This is the second out of the three shades without a boosting ability. Skyclave Shade makes up for that by having a kicker ability that gives it two +1/+1 counters and having a great recursion landfall ability.

#2. Author of Shadows

Author of Shadows

Author of Shadows is the final shade without a boosting ability. Its effect is circumstantial, but it can net you some great spells or creatures to put pressure on your opponents if played right.

#1. Nirkana Revenant

Nirkana Revenant

I feel almost bad for how far ahead from the other shades Nirkana Revenant is. It's a must-have in almost any deck that runs black in Commander. Doubling the mana of your Swamps can give you absurd amounts of mana if there’s a Urborg, Tomb of Yawgmoth in play.

Best Shades Payoffs

Ghostly Changeling

Ghostly Changeling is half payoff/support for shade tribal and half honorable mention for this list. This shapeshifter doesn’t have the shade creature type on the actual card, but it shares pretty much every characteristic with other shades, making a perfect addition for a shade-focused deck.


Filth is another good card to play alongside your shades to give them all some pretty great evasion and make good use of those boost abilities.
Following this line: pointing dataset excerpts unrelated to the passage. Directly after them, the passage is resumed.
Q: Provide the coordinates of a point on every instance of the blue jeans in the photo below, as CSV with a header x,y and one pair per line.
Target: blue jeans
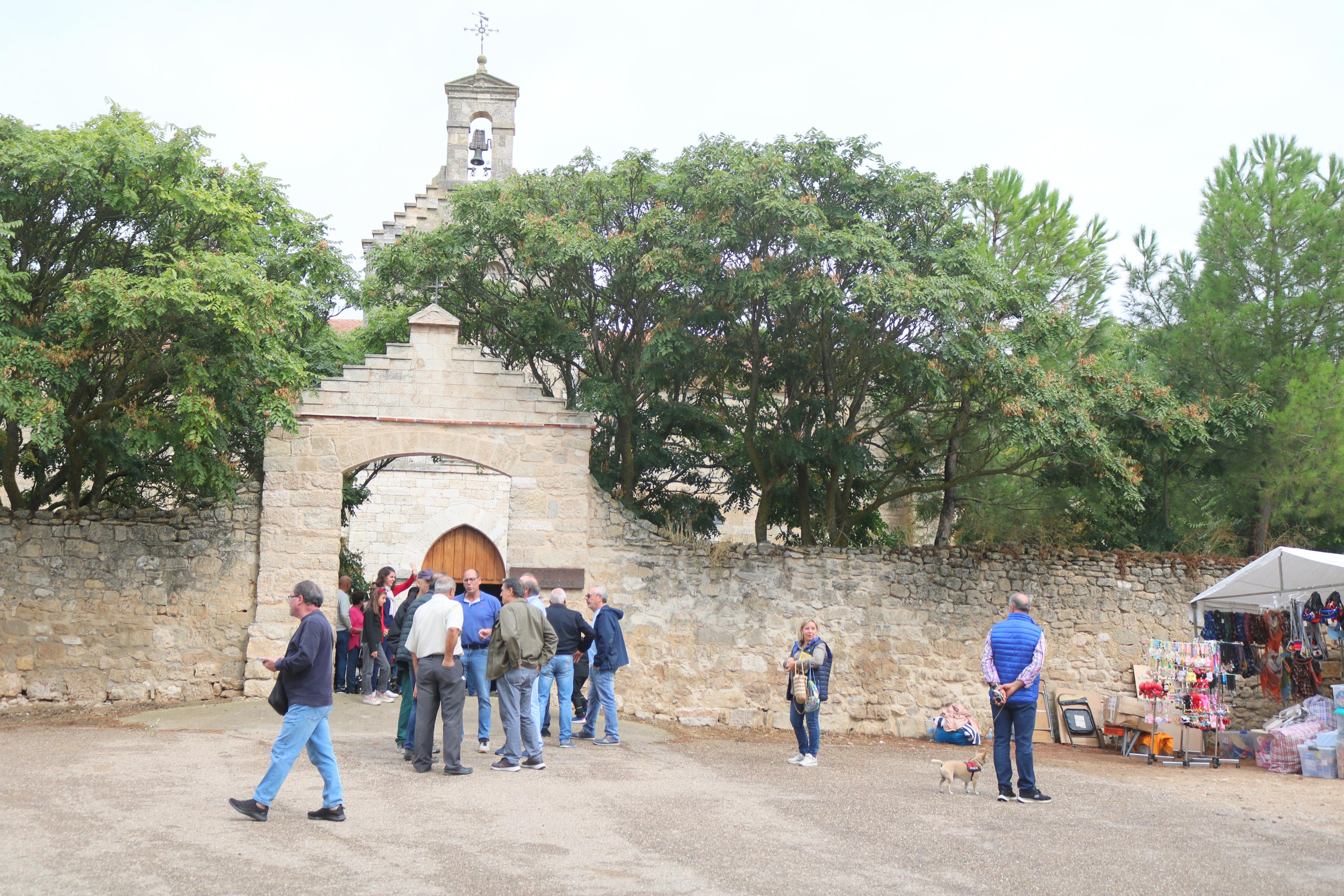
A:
x,y
474,670
353,671
517,688
342,651
561,671
603,691
1015,723
807,728
303,727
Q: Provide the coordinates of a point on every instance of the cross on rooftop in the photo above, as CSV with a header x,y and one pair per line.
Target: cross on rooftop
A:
x,y
480,29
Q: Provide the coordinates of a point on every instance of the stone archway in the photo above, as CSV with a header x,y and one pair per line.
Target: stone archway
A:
x,y
429,397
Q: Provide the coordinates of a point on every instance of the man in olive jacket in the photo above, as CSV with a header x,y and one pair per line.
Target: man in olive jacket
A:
x,y
522,643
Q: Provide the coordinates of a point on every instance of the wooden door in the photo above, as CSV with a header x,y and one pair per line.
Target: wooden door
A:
x,y
465,549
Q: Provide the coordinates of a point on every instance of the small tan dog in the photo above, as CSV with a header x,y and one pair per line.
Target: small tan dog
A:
x,y
965,772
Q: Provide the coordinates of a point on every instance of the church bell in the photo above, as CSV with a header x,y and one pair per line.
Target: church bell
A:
x,y
478,146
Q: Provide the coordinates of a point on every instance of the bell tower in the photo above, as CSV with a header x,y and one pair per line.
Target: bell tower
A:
x,y
486,104
480,112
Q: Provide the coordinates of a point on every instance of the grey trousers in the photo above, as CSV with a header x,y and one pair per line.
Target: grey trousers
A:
x,y
439,688
371,656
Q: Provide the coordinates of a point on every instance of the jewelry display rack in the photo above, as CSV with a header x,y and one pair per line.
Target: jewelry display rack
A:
x,y
1191,676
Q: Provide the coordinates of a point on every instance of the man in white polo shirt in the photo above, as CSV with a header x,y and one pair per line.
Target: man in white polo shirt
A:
x,y
436,651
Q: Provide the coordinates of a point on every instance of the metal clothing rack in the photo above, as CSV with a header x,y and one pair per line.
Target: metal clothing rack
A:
x,y
1178,664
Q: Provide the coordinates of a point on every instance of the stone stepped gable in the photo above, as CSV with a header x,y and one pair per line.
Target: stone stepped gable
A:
x,y
471,98
463,385
427,213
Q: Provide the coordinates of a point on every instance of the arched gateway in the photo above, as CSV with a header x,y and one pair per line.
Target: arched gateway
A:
x,y
429,397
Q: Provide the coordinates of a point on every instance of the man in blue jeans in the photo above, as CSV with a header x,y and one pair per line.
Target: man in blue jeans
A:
x,y
1015,651
573,637
605,657
479,612
305,672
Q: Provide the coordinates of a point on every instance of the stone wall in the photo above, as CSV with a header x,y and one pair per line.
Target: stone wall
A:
x,y
707,625
416,500
130,606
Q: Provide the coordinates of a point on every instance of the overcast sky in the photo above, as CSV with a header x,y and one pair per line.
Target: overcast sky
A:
x,y
1127,107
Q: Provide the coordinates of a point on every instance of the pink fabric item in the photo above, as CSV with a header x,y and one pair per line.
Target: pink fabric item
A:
x,y
957,716
1284,743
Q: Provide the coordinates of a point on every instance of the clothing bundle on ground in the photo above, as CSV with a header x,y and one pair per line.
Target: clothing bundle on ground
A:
x,y
956,726
1303,738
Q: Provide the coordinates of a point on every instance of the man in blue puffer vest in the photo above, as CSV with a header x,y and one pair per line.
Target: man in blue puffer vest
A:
x,y
1014,655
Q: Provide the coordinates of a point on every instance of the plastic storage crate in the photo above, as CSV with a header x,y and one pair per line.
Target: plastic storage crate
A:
x,y
1318,762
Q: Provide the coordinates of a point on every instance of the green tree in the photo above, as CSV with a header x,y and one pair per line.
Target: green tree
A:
x,y
1263,312
159,314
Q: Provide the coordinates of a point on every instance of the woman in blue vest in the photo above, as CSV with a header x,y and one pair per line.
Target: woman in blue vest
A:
x,y
809,660
1014,655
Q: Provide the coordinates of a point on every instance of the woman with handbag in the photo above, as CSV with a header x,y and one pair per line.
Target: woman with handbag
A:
x,y
809,674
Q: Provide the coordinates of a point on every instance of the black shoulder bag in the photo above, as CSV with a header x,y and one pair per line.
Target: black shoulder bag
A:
x,y
279,701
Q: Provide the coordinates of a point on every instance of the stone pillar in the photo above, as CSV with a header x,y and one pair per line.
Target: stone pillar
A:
x,y
300,539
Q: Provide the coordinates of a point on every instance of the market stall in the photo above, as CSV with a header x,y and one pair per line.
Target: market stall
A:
x,y
1277,618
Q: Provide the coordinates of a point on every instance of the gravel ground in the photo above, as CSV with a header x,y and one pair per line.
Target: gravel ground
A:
x,y
100,807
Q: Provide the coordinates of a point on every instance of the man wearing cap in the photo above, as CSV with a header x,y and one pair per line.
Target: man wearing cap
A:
x,y
436,651
521,644
480,613
405,620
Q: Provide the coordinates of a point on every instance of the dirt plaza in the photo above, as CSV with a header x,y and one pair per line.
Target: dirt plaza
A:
x,y
112,804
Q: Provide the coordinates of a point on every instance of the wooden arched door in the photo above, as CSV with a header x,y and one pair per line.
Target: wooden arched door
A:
x,y
465,549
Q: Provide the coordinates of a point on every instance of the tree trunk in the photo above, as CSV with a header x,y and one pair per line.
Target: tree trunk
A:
x,y
804,492
1261,537
626,445
764,512
949,496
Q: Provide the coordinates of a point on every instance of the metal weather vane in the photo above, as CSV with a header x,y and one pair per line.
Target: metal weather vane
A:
x,y
482,29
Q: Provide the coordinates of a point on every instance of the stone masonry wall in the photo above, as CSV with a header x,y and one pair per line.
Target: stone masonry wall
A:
x,y
128,606
707,626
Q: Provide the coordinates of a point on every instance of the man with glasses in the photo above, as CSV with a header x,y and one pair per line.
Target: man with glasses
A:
x,y
605,657
480,612
305,671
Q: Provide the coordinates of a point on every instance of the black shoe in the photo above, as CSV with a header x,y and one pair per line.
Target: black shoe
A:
x,y
251,808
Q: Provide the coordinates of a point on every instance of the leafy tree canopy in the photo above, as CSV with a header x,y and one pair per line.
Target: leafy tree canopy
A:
x,y
159,314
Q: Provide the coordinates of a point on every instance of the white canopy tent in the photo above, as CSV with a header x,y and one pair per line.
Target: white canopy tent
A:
x,y
1272,581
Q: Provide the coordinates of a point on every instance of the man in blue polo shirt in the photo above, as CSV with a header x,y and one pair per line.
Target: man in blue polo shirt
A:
x,y
479,612
1015,651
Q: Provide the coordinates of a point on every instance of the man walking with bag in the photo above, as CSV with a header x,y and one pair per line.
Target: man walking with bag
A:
x,y
305,676
1015,651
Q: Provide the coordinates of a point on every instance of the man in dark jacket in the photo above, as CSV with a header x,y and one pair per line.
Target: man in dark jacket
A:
x,y
407,718
573,639
607,656
305,671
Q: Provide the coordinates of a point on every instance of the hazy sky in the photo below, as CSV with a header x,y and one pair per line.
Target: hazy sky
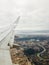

Basically any and all mono-black cards that benefit either tribal or mono-black play are good support for shades.

A Shady Conclusion

Author of Shadows - Illustration by Alex Brock

Author of Shadows | Illustration by Alex Brock

Shades are probably far from the best creature type out there. There aren’t that many of them to begin with, and most of them aren’t much more than filler and jank. That’s exactly why I think it’d be a really fun deck to build and play in EDH. I’d love to see more support for tribes like this one without pushing them into the more powerful levels of things like elves or vampires.

But enough about what I think. Do you agree with my rankings? Do you like shades as a tribe? What other underrated creature type would you like to see next? Let me know in the comments below, and don’t forget to pay our Discord a visit to join our amazing community.

That’s all from me for now. Have a good one, and I’ll see you next time!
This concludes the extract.